ПЕРЕКАТИ-ПОЛЕ

Рос Никита Шмаков пугливым и робким, а оттого, должно быть, и завистливым человеком.
Всех он в станице сторонился, играл со своими сверстниками редко и неохотно, да и ребята сами принимали его в свою компанию, лишь бы отвязаться, зная наперед, что в любой затее будет он от всего увиливать, по разным пустякам спорить и доказывать свою правоту.
Чем Никита становился старше, тем все более замыкался в себе. И если в детстве любил собирать латунные пуговицы, спичечные коробки, обертки от конфет, разноцветные стекляшки, винтовочные гильзы, кости для бабок и другие немудреные «сокровища», которые прятал за огородами в конопляниках, то с годами стал копить медные полушки и серебро с надеждой в будущем открыть лавку и разбогатеть.
Никита не пожелал помогать деду и матери в хозяйстве, когда вытянулся в долговязого и неуклюжего парня. С мольбой и со слезами отпросился на станцию в буфет, разжигать к приходу поездов самовары. Однако вскоре и эта работа ему наскучила, так как была нелегкой и, главное, малодоходной; он пошел в ученики к станционному парикмахеру, позавидовав солидной по тем временам дневной его выручке.
Женили Никиту рано, едва минуло ему семнадцать лет. Дед сосватал ему невесту из соседнего хутора. Была она в семье старшей дочерью, рыжеволосая, тихая и покорная, с сильной длинной спиной, большими красными руками, жилистыми и забрызганными по локти пятнистыми веснушками.
— Ну, ты!. Сникни у меня — и цыть!.. — прикрикнул дед на Никиту, когда тот попробовал было увильнуть от женитьбы.— Не для тебя беру, мне в хозяйстве руки нужны, от твоих проку, як от того бурьяна на степу! И ты помалкивай, понял?..
Дед крякнул и повернулся к внуку костлявой спиной с выпиравшими из-под ситцевой рубахи позвонками, на чем и кончился весь разговор. Никита исподлобья поглядел на сухие дедовы кулаки и ничего не сказал. Несколько месяцев он прожил дома точно чужой, не находя себе ни дела, ни места, всем и во всем мешая, а затем, когда, по-видимому, стало уже невмоготу, собрался и ушел на станцию, где и жил по целым неделям, от воскресенья до воскресенья, в затхлом, полутемном чуланчике при парикмахерской.
Денег он в хозяйство не давал. Мечтал с годами открыть собственную парикмахерскую с наемными мастерами и копил то, что зарабатывал, отказывая себе и в еде и в одежде.

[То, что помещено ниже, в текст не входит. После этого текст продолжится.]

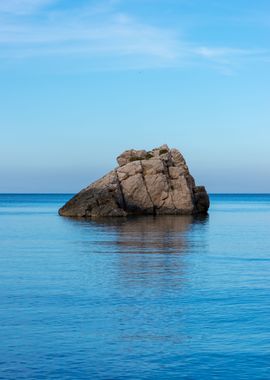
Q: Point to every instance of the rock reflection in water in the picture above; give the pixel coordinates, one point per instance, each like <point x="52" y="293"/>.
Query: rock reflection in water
<point x="165" y="234"/>
<point x="151" y="234"/>
<point x="137" y="239"/>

Жены своей Никита чуждался, привыкнуть к ней так и не смог, хотя она была с ним приветлива, старалась в любом деле услужить и трудилась в хозяйстве не по силам, за двоих. Звал он ее не иначе, как по имени м отчеству: «Идите, Лиза-вета Петровна, вас дед зовут». Или: «Вы можете, Лизавета Петровна, дать мне чистую рубаху?» А стоило ему подвыпить, лез к ней с кулаками, в беспомощной злобе перед ее силой кусался и бился головой о цепко державшие его женины руки.
Частную парикмахерскую на станции вскоре закрыли. Никита, не пожелав работать в государственной, вернулся в станицу. С каким-то слепым ожесточением взялся он за обработку семейного надела. Пахал, сеял, косил с таким рвением, будто задался целью надорваться и нажить грыжу. Ни на минуту не покидала его жгучая зависть к богатству станичного кулака, не раз видел он себя во сне на его месте богатым и всесильным, не раз в мыслях пересчитывал чужое добро. Но от этого лишь сладко кружилась голова и черствело сердце. Не Суждено было сбыться и этой мечте Никиты. Не добившись в своем хозяйстве ничего путного, не прибавив к тому, что было нажито дедом и отцом, а лишь в еще большую кабалу, чем они, попав к кулаку, он вдруг опять ко всему охладел.
В это самое время в стране началась сплошная коллективизация. Раскулачили богача-соседа. Дед подал заявление в колхоз, а Никита вступать наотрез отказался. Надумал было делиться с дедом и матерью, уйти на самостоятельное житье, но неожиданно и для себя и для домочадцев принял совсем другое решение.
—    В Москву подамся, там уж я грошей зароблю!..— как-то за ужином, потупив глаза и катая по столу хлебный шарик, объявил он.—Соберите, Лизавета Петровна, меня в дорогу…
Дед отложил в сторону ложку, поскреб по привычке за ухом и досадливо сплюнул.
—    Вольному воля, мертвому могила, делай, как знаешь… А только должен я тебе сказать: ни огня от тебя, ни дыма нету. Рубишь ты сам свои корни, метаешься по белу свету, все шукаешь, чтобы беез труда прожить! Вроде перекати-поля ветер тебя по степу гоняет… Противно глядеть…
Никита побледнел, сжал под столом потные кулаки. Верхняя губа его затряслась, запрыгала, как у кролика, обнажая десну и редкие желтые зубы.
—    Узнаете тогда!..— буркнул он и вылез из-за стола, успев заметить, как мать поднесла к глазам передник и как она уткнулась в него лицом, не то вздохнув, не то заплакав.
Сердце Никиты осталось холодным. Он даже злорадно ухмыльнулся и нарочито сильно хлопнул дверью, выходя во двор.
Ветер шал по небу низкие клочкасгые тучи, а внизу было тихо. Листва на тополях мертво обвисла и была черной, словно на нег легла копоть пробушевавшего мимо пожара. На лимане надрывались лягушки, скулил в конуре оставленный сукон щенок.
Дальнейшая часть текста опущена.